21 h 18 : Le mécontentement est palpable. Un manifestant se promène avec une pancarte disant «Line la pas fine, tu n'as pas de classe » Plus loin, des cônes de construction sont renversés dans la rue. On entend un hélicoptère qui survole la manifestation.

21 h 15 : Au passage de la manifestation, des employés du Club Soda sortent de l'établissement pour applaudir les marcheurs. Les policiers ont déjà émis trois avertissements pour attroupement illégal. Les manifestants marchent toujours rue Saint-Laurent.

21 h 10 : On attend de nombreuses sirènes de voitures de patrouille au centre-ville. Le poste de quartier 21, vandalisé hier, est bien sécurisé ce soir. Les manifestants tournent sur Saint-Laurent vers le nord.

21 h 5 : La manifestation réunit plus de 2000 manifestants. Certains déplorent la tournure des événements. «Je rentre chez moi. Je suis très déçue de la manifestation. On s'était fait dire de ne pas circuler en sens inverse et c'est ce qu'on a fait», dit Fannie Gauthier-Durant.

20 h 59 : La manifestation est déclarée illégale par les policiers

20 h 57 : La foule de quelques centaines de manifestants remonte maintenant Saint-Denis vers le nord, zigzaguant au milieu des voitures. Des projectiles sont lancés en direction des policiers. L'escouade anti-émeute bloque le passage à des manifestants.

20 h 55 : Un homme dénonce dans un porte-voix l'exclusion de la Coalition large de l'Association pour une solidarité syndicale étudiante (CLASSE). «Prenons la rue», lance-t-il. «Yeaaah», lui répond la foule. Les manifestants marchent rue Berri en direction sud.

20 h 48 : La manifestation se met en branle.

20 h 45 : Rencontré dans la foule de quelques centaines de manifestants, Julien Rousseau, qui a terminé ses études universitaires il y a dix ans, raconte qu'il a décidé de participer à la manifestation à la suite des événements survenus mardi soir. «Je suis consterné par la position du gouvernement Charest et je trouve aussi que l'utilisation de la force par la police est scandaleuse», dit-il.

20 h 38 : Les policiers rappellent les consignes à suivre lors des manifestations. Ils essuient des huées dans la foule.

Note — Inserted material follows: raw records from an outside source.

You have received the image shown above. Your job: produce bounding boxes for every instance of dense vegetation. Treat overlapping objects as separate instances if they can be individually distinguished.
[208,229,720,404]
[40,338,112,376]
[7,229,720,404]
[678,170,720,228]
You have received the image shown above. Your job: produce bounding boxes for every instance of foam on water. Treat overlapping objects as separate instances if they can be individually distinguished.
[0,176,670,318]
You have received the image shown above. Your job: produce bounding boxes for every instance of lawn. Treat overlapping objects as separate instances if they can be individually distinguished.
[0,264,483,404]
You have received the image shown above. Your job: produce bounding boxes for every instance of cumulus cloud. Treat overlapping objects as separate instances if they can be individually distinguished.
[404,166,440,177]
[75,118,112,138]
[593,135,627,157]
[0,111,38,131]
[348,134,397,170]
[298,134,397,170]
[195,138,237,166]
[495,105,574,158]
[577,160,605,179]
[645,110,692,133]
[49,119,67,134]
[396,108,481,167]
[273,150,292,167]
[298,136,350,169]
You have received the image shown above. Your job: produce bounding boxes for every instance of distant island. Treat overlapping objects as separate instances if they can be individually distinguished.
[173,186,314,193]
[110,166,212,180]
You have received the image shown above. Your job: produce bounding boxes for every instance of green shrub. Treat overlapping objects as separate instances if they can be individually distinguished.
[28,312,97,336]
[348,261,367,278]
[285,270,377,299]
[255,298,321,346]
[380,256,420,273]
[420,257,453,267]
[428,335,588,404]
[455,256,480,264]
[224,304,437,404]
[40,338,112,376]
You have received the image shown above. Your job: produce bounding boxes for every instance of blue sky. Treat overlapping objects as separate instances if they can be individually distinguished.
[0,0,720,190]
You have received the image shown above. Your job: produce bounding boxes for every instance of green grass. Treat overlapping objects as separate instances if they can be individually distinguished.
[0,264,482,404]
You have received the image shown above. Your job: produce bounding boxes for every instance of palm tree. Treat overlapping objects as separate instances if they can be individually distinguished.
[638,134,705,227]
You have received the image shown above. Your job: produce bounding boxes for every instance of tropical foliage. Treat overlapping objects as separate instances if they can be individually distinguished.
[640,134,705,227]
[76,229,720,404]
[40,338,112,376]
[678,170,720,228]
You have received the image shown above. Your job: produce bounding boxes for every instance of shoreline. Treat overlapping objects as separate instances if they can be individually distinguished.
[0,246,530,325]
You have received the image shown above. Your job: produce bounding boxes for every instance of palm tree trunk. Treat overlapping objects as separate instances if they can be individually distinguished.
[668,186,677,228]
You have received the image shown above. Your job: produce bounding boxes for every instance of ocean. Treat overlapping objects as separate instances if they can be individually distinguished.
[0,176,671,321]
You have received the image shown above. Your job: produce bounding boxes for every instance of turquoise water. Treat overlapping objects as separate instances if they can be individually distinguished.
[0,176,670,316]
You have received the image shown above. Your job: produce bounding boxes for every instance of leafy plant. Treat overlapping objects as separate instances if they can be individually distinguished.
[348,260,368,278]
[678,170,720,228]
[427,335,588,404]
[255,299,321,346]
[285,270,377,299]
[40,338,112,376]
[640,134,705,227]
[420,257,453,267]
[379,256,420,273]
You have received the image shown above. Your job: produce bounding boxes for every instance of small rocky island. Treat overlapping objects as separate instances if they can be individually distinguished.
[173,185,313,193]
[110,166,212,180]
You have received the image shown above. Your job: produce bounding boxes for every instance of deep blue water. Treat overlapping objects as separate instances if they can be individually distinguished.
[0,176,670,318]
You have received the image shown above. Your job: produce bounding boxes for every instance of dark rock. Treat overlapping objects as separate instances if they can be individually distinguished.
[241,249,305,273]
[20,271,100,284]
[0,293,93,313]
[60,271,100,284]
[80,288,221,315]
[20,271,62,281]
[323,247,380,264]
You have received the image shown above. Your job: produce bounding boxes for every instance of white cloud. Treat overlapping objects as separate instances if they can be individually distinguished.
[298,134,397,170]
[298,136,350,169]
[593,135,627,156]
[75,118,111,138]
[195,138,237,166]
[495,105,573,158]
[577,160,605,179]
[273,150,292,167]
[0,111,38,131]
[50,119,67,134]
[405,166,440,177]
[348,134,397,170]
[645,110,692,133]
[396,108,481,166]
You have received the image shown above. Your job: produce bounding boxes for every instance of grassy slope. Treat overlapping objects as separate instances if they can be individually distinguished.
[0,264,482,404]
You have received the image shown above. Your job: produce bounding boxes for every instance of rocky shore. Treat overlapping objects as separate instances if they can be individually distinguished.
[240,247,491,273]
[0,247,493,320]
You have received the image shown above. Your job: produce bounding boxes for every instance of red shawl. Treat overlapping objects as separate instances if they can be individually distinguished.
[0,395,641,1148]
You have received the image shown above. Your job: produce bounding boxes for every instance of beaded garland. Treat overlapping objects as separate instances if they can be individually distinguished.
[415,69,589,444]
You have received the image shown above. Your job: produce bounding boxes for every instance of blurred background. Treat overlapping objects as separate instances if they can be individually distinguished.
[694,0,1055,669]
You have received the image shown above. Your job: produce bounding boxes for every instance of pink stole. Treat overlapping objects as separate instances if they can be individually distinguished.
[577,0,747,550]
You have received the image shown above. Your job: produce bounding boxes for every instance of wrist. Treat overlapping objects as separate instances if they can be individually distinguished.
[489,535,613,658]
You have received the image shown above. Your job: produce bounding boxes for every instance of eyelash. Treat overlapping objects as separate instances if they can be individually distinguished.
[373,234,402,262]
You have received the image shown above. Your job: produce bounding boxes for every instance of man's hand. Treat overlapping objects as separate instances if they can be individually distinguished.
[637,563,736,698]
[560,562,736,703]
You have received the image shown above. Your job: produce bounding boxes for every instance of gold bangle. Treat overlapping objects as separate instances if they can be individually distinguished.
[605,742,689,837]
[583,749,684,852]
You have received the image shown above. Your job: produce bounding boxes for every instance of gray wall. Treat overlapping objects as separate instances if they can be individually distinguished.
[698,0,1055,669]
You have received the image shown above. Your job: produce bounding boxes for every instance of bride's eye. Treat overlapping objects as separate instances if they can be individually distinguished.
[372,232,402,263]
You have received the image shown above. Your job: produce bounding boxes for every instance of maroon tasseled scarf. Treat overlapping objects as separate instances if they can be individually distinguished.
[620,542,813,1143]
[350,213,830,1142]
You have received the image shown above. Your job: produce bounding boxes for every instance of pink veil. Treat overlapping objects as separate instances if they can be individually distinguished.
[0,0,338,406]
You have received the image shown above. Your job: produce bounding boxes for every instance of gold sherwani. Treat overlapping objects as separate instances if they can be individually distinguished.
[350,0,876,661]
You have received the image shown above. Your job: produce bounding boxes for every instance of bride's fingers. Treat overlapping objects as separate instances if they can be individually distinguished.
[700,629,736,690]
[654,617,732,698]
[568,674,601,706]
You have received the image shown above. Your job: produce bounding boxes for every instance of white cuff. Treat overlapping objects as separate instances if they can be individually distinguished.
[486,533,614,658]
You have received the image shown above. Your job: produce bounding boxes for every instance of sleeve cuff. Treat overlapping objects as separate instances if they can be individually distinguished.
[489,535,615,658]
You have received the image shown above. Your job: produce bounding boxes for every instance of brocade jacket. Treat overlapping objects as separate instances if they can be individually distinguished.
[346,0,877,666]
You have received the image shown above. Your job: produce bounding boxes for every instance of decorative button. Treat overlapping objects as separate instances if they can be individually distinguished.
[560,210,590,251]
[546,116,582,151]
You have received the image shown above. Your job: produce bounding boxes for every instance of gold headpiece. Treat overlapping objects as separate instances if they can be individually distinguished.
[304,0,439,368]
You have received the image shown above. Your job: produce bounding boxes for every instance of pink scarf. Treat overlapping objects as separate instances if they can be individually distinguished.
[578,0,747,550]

20 h 35 : Une centaine de manifestants sont maintenant réunis au Parc Émilie-Gamelin. Sur les réseaux sociaux, plusieurs personnes opposées à la hausse des droits de scolarité lancent des appels au calme, invitant les manifestants à intervenir auprès d'éventuels casseurs. Plusieurs causent s'entremêlent. Un manifestant se promène avec une pancarte disant «Le Nord à donner, les étudiants à vendre».

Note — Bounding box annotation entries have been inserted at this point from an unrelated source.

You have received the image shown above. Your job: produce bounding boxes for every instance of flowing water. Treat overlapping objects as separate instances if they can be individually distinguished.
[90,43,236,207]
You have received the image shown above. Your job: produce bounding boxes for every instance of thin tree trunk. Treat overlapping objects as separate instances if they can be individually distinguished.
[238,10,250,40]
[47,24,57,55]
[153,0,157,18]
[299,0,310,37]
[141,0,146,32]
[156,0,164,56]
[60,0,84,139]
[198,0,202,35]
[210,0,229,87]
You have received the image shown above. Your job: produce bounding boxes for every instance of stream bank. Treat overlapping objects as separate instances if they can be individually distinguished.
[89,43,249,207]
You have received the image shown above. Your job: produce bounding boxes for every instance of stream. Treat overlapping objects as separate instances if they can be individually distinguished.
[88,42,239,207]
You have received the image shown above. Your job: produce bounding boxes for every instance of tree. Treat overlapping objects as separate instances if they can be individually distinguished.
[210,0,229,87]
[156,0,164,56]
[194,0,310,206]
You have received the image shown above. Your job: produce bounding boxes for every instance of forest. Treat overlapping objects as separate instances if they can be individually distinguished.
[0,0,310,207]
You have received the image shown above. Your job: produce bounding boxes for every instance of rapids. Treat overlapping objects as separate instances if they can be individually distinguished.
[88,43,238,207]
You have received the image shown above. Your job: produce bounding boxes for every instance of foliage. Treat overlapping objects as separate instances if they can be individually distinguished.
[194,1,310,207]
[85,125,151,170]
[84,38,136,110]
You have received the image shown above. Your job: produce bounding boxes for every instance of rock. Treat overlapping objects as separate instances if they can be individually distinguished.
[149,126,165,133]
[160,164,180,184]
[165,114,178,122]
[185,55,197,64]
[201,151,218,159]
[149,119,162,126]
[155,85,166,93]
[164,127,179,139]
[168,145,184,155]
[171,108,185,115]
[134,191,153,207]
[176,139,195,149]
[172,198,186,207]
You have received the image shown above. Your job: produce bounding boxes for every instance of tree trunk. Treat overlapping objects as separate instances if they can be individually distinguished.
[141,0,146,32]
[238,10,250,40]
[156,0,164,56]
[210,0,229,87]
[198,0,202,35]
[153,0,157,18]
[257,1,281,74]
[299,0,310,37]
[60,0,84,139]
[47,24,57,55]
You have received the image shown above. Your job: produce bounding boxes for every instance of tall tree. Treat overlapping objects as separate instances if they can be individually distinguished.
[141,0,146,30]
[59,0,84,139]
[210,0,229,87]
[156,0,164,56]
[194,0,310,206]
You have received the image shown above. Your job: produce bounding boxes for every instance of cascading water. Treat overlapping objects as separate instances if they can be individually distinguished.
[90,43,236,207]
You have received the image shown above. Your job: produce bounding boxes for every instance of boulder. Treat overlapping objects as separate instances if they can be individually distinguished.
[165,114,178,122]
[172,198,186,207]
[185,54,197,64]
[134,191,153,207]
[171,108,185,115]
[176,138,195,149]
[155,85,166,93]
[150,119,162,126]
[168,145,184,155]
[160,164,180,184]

20 h 25 : Il tombe une pluie fine. La manifestation n'a pas encore officiellement débuté que les policiers ordonnent aux gens de quitter la sortie du métro Berri-UQAM.

20 h 15 : La présence policière se fait déjà sentir autour de la Place Dupuis. Des policiers casqués viennent de sortir du métro Berri-UQAM. Quelques manifestants sont masqués. Un élève de quatrième secondaire de l'école Jeanne-Mance se tient prêt, pancarte à la main, attendant le signal de départ. Pour l'instant, les manifestants ne sont que quelques dizaines.